Efektivitas Surat Edaran Anti-Diskriminasi Ketenagakerjaan Diragukan, Perlu Regulasi yang Lebih Kuat
Implementasi Surat Edaran Anti-Diskriminasi Terganjal Kekuatan Hukum
Surat Edaran Menteri Ketenagakerjaan (SE Menaker) Nomor M/6/HK.04/V/2025 yang bertujuan untuk melarang diskriminasi dalam proses rekrutmen tenaga kerja menuai sorotan. Meskipun memiliki tujuan mulia, yaitu menciptakan lingkungan kerja yang adil dan inklusif, efektivitas SE ini diragukan karena statusnya yang bukan merupakan regulasi mengikat. Para pengamat hukum dan ketenagakerjaan menilai bahwa SE ini belum cukup kuat untuk mengatasi persoalan diskriminasi, terutama diskriminasi usia, yang masih marak terjadi di dunia kerja Indonesia.
Direktur Celios, Media Wahyu Askar, menekankan bahwa kelemahan utama SE terletak pada sifatnya yang tidak mengikat secara hukum. Hal ini menyebabkan implementasinya sangat bergantung pada kebijakan internal masing-masing perusahaan. Dengan kata lain, perusahaan memiliki kebebasan untuk mengadopsi atau mengabaikan imbauan dalam SE tersebut. Kondisi ini tentu saja membuka peluang bagi praktik diskriminasi untuk terus berlangsung, terutama jika perusahaan tidak memiliki komitmen yang kuat terhadap prinsip-prinsip keadilan dan kesetaraan.
Urgensi Regulasi yang Mengikat
Untuk mengatasi kelemahan SE, para ahli mendesak pemerintah untuk segera menerbitkan regulasi yang lebih kuat dan mengikat secara hukum.
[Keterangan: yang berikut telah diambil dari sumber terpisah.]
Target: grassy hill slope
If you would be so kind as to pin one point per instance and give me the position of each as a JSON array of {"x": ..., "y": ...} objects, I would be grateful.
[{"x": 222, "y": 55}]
Beberapa opsi yang diusulkan antara lain adalah menerbitkan Peraturan Menteri (Permen), Peraturan Pemerintah (PP), atau bahkan melakukan revisi terhadap Undang-Undang Ketenagakerjaan. Regulasi yang mengikat akan memberikan landasan hukum yang jelas bagi larangan diskriminasi dan memberikan sanksi yang tegas bagi perusahaan yang melanggar.
Media Wahyu Askar mencontohkan praktik di negara-negara maju seperti Amerika Serikat dan Uni Eropa, yang telah lama memiliki regulasi tentang equal employment opportunity. Regulasi ini tidak hanya melarang diskriminasi dalam rekrutmen, tetapi juga memberikan hak kepada pekerja untuk melaporkan praktik diskriminatif. Selain itu, regulasi tersebut juga mengatur batasan usia kerja dan mensyaratkan adanya justifikasi yang jelas jika perusahaan ingin menetapkan batasan usia tertentu dalam lowongan pekerjaan.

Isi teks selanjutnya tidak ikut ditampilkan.